Release: New Retention model in the open model hub

Ivar Pruijn

In this release we added a Retention Matrix model to the open model hub, that enables you to run retention analysis directly on your data store, with just one operation. No need for data cleaning or building complex SQL queries. Next to overall retention analysis, it also enables you to drill down directly; you can quickly segment each cohort and stack ready-to-use models on top, like which top features are being used.

Use the new model to drive product adoption by understanding to what extent users return to your product, whether that improves over time, and how each cohort behaves in detail.

A demo

To build a Retention Matrix, you just need a dataframe with Objectiv data containing user_ids and moments, which are the dates for events that we consider relevant user activity.

You call the retention_matrix operation from the open model hub, and choose the desired timeframe (daily, weekly, monthly, or yearly) to use for the mutually exclusive cohorts that users will be distributed into:

retention_matrix = modelhub.aggregate.retention_matrix(df, time_period='monthly', percentage=True, display=True)
retention_matrix.head()

The result is shown in a heatmap (or as a dataframe, with parameter display=False):

/img/blog/releases/20220624/retention-matrix-example.png

What you see here is that:

  • Each row represents a cohort - in this case months;
  • Each column represents a time range, calculated with respect to the cohort start time - in this case number of months after the cohort’s start month;
  • The values are the percentage or number of users in a given cohort that returned in that time range.

That’s it! Retention analysis straight out of the box, on raw analytics data.

Drilling down cohorts with ready-to-use models

In the Retention Matrix above, we can see that in the second cohort (of 2022-03) there’s a drop in retained users in the next month.
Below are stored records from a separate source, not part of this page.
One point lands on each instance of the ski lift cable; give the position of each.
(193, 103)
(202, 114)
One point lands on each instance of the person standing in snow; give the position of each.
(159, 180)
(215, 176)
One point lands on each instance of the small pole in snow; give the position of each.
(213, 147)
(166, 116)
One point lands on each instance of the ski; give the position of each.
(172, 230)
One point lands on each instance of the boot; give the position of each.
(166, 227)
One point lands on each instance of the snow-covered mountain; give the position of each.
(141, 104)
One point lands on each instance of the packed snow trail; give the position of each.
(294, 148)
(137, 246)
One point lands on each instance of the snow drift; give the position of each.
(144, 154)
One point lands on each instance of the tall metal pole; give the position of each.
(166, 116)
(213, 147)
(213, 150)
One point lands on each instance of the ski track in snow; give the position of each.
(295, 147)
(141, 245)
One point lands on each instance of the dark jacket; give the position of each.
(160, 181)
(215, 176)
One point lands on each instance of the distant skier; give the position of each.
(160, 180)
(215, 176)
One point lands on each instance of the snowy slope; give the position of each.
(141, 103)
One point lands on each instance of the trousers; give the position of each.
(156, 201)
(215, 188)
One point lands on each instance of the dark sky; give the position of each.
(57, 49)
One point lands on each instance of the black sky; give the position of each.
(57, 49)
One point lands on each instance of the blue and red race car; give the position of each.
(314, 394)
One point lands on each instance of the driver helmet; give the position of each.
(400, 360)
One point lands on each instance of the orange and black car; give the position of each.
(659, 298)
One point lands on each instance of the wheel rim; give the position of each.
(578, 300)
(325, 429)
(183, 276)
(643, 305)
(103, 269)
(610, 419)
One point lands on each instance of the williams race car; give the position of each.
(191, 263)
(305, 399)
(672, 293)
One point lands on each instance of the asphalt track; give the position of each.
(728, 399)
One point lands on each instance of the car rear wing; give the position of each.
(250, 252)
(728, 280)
Only 3.6% returned, whereas in the previous month’s cohort, this was 7.0%.

Let’s zoom in on these cohorts to analyze their differences, which we can now easily do, directly on the raw data.
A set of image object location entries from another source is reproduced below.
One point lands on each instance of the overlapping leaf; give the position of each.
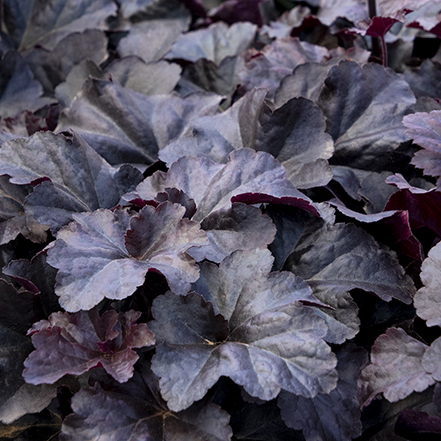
(295, 135)
(277, 60)
(13, 220)
(336, 259)
(17, 313)
(133, 411)
(75, 178)
(427, 299)
(48, 22)
(52, 67)
(331, 417)
(364, 107)
(248, 176)
(105, 254)
(125, 126)
(218, 135)
(249, 326)
(19, 90)
(75, 343)
(397, 368)
(213, 43)
(425, 130)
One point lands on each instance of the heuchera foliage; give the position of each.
(220, 220)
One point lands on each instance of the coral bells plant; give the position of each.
(220, 220)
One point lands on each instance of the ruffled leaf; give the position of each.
(112, 247)
(75, 343)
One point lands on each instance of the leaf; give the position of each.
(74, 344)
(336, 259)
(218, 135)
(234, 229)
(50, 21)
(232, 11)
(249, 176)
(248, 326)
(422, 205)
(119, 251)
(214, 43)
(364, 107)
(125, 126)
(397, 368)
(19, 90)
(345, 257)
(17, 313)
(426, 300)
(425, 130)
(119, 414)
(283, 26)
(277, 60)
(13, 220)
(38, 277)
(412, 424)
(295, 135)
(424, 79)
(332, 417)
(151, 40)
(79, 179)
(51, 67)
(352, 10)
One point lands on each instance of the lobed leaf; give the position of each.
(73, 177)
(397, 368)
(73, 344)
(115, 248)
(263, 340)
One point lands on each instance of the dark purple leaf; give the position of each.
(119, 250)
(233, 229)
(119, 414)
(415, 425)
(126, 126)
(364, 107)
(79, 179)
(195, 7)
(17, 312)
(13, 220)
(51, 67)
(425, 130)
(423, 205)
(292, 223)
(353, 260)
(75, 343)
(376, 27)
(283, 26)
(19, 90)
(52, 20)
(139, 10)
(424, 79)
(214, 43)
(295, 135)
(332, 417)
(268, 67)
(427, 298)
(396, 368)
(231, 11)
(153, 38)
(249, 176)
(352, 10)
(218, 135)
(258, 341)
(38, 277)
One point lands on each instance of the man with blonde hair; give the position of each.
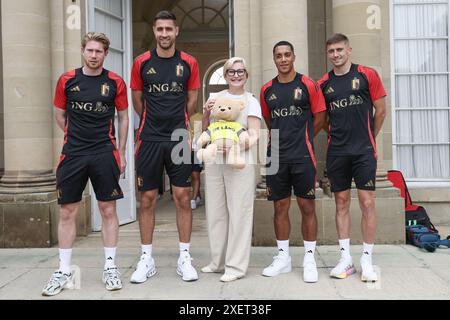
(356, 110)
(85, 103)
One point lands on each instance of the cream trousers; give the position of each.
(229, 196)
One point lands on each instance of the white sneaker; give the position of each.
(144, 269)
(310, 274)
(367, 272)
(343, 269)
(111, 279)
(58, 281)
(228, 277)
(281, 264)
(185, 269)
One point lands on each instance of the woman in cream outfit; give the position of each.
(229, 193)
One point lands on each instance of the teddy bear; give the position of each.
(225, 132)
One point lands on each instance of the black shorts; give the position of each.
(197, 165)
(300, 176)
(342, 169)
(73, 172)
(153, 156)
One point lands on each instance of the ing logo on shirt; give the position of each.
(140, 181)
(180, 70)
(297, 93)
(104, 90)
(329, 90)
(151, 71)
(355, 83)
(272, 97)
First we calculate which cohort each user falls in, and add it to our dataframe:

cohorts = df[['user_id', 'moment']].groupby('user_id')['moment'].min().reset_index()
cohorts = cohorts.rename(columns={'moment': 'first_cohort'})

# add first cohort of the users to our DataFrame
df = df.merge(cohorts, on='user_id', how='left')

Then we create the segment of users in the first month (2022-02) by simply filtering on the time range, and see which features they used and how often:

cohort0_filter = (df['first_cohort'] > datetime(2022, 2, 1)) & (df['first_cohort'] < datetime(2022, 3, 1))
df[cohort0_filter]['event_type'].value_counts().head()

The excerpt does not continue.